Hacker News new | past | comments | ask | show | jobs | submit login
SBCL quicker than C? (lbolla.wordpress.com)
69 points by lbolla on Feb 8, 2011 | hide | past | web | favorite | 49 comments



SBCL = Steel Bank Common Lisp

More precisely, if you tell the SBCL compiler to trust that all data types are as declared and omit type checks, it gives you code that's faster than gcc with the options at the bottom of this page: http://shootout.alioth.debian.org/u32/benchmark.php?test=spe...

These are "inner loop only" compiler settings, at least the way I'd use it --- but it's still nice to see concrete demonstrations that you don't have to drop down to C code to get maximum performance.

EDIT: (declaim (safety 0)) also omits array bounds checks, and checks for undefined variables.


>>it gives you code that's faster than gcc with the options at the bottom of this page<<

1) Here are the timings for the C program you linked (x86 Ubuntu one core) -

spectral-norm C GNU gcc #4

N CPU Elapsed

500 0.09 0.10

3,000 3.31 3.32

5,500 11.13 11.14

2) Here are the corresponding timings "if you tell the SBCL compiler..."

spectral-norm Lisp SBCL #2

N CPU Elapsed

500 0.06 0.16

3,000 4.64 4.70

5,500 15.69 15.72

3) Is the program on the page you linked to faster or slower than the SBCL program ?

http://shootout.alioth.debian.org/u32/performance.php?test=s...


Bolla says that alioth blew it, by not asking SBCL for full optimization --- and he does in fact get different timing with the optimization in place.

From the original post:

    N=500
    gcc 0.15u 0.00s 0.17r
    sbcl 0.08u 0.02s 0.21r

    N=3000
    gcc 5.60u 0.00s 5.69r
    sbcl 5.18u 0.01s 5.41r

    N=5500
    gcc 18.81u 0.01s 19.12r
    sbcl 17.42u 0.02s 17.76r
I mentioned the alioth page mainly so people could see how gcc was being run.


>>Bolla says that alioth blew it, by not asking SBCL for full optimization<<

No he doesn't.

The spectral-norm Lisp SBCL #2 program is Lorenzo Bolla's program - look at the program source code

http://shootout.alioth.debian.org/u32/program.php?test=spect...

>>he does in fact get different timing with the optimization in place<<

He get's different timing but the only explanation he provides is "So, different numbers on different boxes, which is not at all unexpected."


>>Bolla says that alioth blew it, by not asking SBCL for full optimization<<

Maybe you should ask Lorenzo Bolla if he was trying to create misunderstanding by posting one of his old (December 5th, 2010) blog entries to HN ;-)

The benchmarks game website has been showing Lorenzo Bolla's spectral-norm Lisp SBCL #2 since December 8th 2010.


I just started reading the thread linked from the blog post, and it felt like reading House of Leaves.

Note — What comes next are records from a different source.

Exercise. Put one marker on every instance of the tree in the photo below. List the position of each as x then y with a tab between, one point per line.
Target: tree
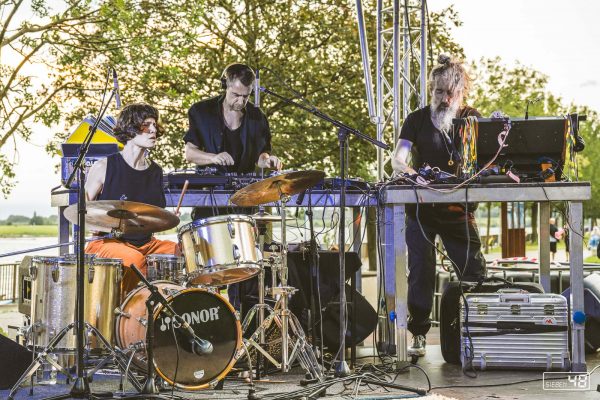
31	32
172	54
36	219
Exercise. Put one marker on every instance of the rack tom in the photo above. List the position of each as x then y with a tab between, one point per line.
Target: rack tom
165	267
220	250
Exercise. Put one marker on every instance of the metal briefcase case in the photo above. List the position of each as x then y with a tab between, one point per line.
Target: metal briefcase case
515	330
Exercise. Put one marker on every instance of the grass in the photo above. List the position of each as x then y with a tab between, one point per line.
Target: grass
12	231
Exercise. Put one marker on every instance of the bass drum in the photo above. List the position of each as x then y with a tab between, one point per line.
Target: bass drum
211	317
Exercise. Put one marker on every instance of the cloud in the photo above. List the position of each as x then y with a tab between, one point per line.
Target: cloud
589	83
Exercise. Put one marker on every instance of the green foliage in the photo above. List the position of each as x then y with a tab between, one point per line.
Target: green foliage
50	28
498	87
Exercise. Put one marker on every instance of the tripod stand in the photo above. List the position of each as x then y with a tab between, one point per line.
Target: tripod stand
291	330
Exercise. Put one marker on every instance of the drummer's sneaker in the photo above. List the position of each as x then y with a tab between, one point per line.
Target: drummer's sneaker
418	346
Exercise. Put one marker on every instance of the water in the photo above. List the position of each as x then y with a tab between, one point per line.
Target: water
14	244
8	245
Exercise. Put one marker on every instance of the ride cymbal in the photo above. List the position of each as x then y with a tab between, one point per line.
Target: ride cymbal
124	216
270	190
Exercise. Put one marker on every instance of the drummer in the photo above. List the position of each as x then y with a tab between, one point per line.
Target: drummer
130	175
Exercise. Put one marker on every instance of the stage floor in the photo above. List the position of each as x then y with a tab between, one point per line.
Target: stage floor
447	381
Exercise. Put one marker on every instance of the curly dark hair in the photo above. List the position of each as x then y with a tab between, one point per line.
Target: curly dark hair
130	121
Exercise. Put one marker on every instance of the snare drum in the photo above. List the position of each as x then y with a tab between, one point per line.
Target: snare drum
220	250
54	293
165	267
210	316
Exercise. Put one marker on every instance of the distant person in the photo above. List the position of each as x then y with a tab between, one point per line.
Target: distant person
565	237
553	238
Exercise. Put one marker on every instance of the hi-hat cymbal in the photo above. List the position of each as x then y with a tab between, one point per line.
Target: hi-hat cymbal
269	190
267	218
124	216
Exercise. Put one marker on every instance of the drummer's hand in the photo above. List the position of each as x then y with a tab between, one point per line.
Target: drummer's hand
270	162
223	158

Here are some choice quotes from various authors:

Re Clojure: "This is a 'babel' plot to destroy lisp."

"Pocket Forth is a free Forth interactive-interpretor that runs fine on my Macintosh "Performa 600" (68030-CPU) System 7.5.5."

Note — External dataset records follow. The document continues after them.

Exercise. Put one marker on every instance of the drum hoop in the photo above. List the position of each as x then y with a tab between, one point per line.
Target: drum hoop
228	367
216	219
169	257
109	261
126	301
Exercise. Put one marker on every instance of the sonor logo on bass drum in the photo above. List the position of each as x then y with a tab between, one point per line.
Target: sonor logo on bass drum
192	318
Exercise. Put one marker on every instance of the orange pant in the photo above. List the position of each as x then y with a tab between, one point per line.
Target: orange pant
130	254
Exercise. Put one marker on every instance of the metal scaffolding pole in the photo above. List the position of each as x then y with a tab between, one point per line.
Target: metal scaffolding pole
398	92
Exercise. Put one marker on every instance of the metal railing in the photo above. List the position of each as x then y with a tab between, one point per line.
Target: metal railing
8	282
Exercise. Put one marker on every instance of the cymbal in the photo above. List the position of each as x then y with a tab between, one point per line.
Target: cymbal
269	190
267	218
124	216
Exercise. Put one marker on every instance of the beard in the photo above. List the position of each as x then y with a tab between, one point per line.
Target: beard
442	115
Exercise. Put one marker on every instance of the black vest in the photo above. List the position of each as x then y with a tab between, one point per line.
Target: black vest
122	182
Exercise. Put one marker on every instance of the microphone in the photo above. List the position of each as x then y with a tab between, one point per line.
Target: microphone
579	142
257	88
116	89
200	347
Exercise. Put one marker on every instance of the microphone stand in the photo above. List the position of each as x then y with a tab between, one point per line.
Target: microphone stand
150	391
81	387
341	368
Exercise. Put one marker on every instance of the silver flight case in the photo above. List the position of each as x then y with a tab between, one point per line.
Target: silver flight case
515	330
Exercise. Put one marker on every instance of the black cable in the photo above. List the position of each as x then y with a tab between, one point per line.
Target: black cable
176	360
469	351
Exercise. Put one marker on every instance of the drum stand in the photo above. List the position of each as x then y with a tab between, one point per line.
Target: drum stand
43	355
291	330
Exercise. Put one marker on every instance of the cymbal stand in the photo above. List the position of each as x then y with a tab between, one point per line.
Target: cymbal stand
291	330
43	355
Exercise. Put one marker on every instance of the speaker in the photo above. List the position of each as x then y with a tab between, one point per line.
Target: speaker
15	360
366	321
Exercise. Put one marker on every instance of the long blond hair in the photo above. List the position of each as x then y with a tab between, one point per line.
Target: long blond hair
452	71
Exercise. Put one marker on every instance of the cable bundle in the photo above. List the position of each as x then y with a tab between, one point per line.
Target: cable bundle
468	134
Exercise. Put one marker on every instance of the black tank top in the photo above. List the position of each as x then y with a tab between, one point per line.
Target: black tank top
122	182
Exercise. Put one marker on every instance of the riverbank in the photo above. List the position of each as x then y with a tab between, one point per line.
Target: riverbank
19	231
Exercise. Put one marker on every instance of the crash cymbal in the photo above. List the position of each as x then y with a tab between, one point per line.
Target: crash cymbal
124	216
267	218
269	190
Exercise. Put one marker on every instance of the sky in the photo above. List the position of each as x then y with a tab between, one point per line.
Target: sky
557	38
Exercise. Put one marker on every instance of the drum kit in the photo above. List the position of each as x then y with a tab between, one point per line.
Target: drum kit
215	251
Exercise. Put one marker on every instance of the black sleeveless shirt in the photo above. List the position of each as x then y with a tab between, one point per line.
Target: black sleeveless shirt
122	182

"The Mac is a desktop-publishing 'appliance' --- considering that you don't have a laser-printer, a Mac is about as useful to you as a bicycle is to a fish. Besides that, you don't seem like the desktop-publishing type of guy --- that is mostly a marketing-department girl thing."

"I really foresee the collapse of civilization. The majority of people in America are motivated entirely by hate, fear, greed and envy, and this situation can't continue indefinitely. This is what I describe in my book, 'After the Obamacalypse,' which is included in the slide-rule package on my web-page."

    Another time I was sitting in my van in a parking lot. A skinny 
    Jew walked up to the van, peered inside, then tried to open the door 
    but discovered that it was locked, so he walked away. I got out and 
    walked over to him, and I said: "What the hell do you think you're 
    doing?" He also said that he thought it was his friend's van, but he 
    didn't apologize at all, but became prideful and belligerent. When I 
    said, "I think you're a thief," he said: "Look at the way you're 
    dressed; you're the thief!" (I was wearing a hoodie). He told me that 
    if I continued bothering him, he was going to call the police, and he 
    got out his cell-phone. When I said, "I think you were looking for 
    something to steal," he said: "There is nothing in your van worth 
    stealing!" I beat him thoroughly with my fists and left him face down 
    on the sidewalk in his own blood. Somewhat belatedly, be began to cry: 
    "I'm sorry! I'm sorry!"
It ends shortly after "Discussion subject changed to 'Whining (was Re: ordered associative arrays)' by John Passaniti."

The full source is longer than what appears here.